Reference no: EM131963691

Questions Cloud

Calculate the marginal costs and marginal benefits : Using the information in the table, calculate the marginal costs and marginal benefits of reducing sewage emissions for this city. What is the optimal level of
Is this policy shift by whatsapp morally justified : The policy shift is intended to help WhatsApp generate more revenue and makes economic sense; however, the change has raised concerns over the privacy.
Discuss the impact of china special administrative region : Write 4000 words Report: The Impact of China's Special Administrative Region on Macau Tourism. The response must be typed, single spaced.
How much is the present value of the perpetual bank fees : How much is the total benefits for all 4 boxes? How much is the present value of the perpetual bank fees?
What is the predictor that first splits the tree : What is the predictor that first splits the tree? How many conditions and how many unique predictors are in your selected rule?
Frictional or structural unemployment : How will this affect frictional or structural unemployment? Decribe how?
Considering adding fourth model to product line : Clear View, manufacturer of inexpensive line of tablets, Clear View is considering adding fourth model to product line.
How do the three characteristics of big data apply : Retailers are known for collecting huge amounts of customer data. How do the three characteristics of big data apply to the collecting process?
Describe a natural monopoly : Describe a natural monopoly. Illustrate, and explain, the three "regulatory

Reviews

Write a Review

Computer Engineering Questions & Answers

  Mathematics in computing

Binary search tree, and postorder and preorder traversal Determine the shortest path in Graph

  Ict governance

ICT is defined as the term of Information and communication technologies, it is diverse set of technical tools and resources used by the government agencies to communicate and produce, circulate, store, and manage all information.
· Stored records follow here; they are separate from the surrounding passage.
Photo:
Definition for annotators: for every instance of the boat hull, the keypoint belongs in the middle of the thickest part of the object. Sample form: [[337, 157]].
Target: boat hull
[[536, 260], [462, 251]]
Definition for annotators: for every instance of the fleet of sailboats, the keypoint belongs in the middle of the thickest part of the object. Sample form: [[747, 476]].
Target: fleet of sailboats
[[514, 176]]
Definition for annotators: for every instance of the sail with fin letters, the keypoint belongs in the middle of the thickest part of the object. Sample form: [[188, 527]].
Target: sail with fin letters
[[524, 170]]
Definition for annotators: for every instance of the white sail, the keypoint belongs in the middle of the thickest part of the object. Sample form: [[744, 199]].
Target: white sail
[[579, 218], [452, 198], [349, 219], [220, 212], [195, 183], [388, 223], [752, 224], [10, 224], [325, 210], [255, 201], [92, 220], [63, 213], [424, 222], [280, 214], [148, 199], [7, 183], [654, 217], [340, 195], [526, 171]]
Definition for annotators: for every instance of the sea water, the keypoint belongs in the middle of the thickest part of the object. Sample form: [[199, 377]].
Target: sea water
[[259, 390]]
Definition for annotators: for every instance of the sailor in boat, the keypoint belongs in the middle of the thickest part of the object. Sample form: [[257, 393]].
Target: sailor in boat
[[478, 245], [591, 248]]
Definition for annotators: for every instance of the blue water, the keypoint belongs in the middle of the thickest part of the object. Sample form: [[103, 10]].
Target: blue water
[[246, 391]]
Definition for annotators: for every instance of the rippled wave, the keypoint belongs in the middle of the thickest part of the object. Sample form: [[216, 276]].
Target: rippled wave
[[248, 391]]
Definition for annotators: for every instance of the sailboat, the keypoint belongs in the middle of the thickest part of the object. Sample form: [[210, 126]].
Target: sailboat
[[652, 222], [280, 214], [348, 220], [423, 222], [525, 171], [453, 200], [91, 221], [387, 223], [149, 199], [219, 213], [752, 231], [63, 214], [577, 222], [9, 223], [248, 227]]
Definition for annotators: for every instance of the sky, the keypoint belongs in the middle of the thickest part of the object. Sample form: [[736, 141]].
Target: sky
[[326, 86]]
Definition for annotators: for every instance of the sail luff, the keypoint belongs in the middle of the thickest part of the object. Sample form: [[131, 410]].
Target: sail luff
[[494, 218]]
  Implementation of memory management

Assignment covers the following eight topics and explore the implementation of memory management, processes and threads.

  Realize business and organizational data storage

Realize business and organizational data storage and fast access times are much more important than they have ever been. Compare and contrast magnetic tapes, magnetic disks, optical discs

  What is the protocol overhead

What are the advantages of using a compiled language over an interpreted one? Under what circumstances would you select to use an interpreted language?

  Implementation of memory management

Paper describes about memory management. How memory is used in executing programs and its critical support for applications.

  Define open and closed loop control systems

Define open and closed loop cotrol systems.Explain difference between time varying and time invariant control system wth suitable example.

  Prepare a proposal to deploy windows server

Prepare a proposal to deploy Windows Server onto an existing network based on the provided scenario.

  Security policy document project

Analyze security requirements and develop a security policy

  Write a procedure that produces independent stack objects

Write a procedure (make-stack) that produces independent stack objects, using a message-passing style, e.g.

  Define a suitable functional unit

Define a suitable functional unit for a comparative study between two different types of paint.

  Calculate yield to maturity and bond prices

Calculate yield to maturity (YTM) and bond prices

Free Assignment Quote

Assured A++ Grade

Get guaranteed satisfaction & time on delivery in every assignment order you paid with us! We ensure premium quality solution document along with free turntin report!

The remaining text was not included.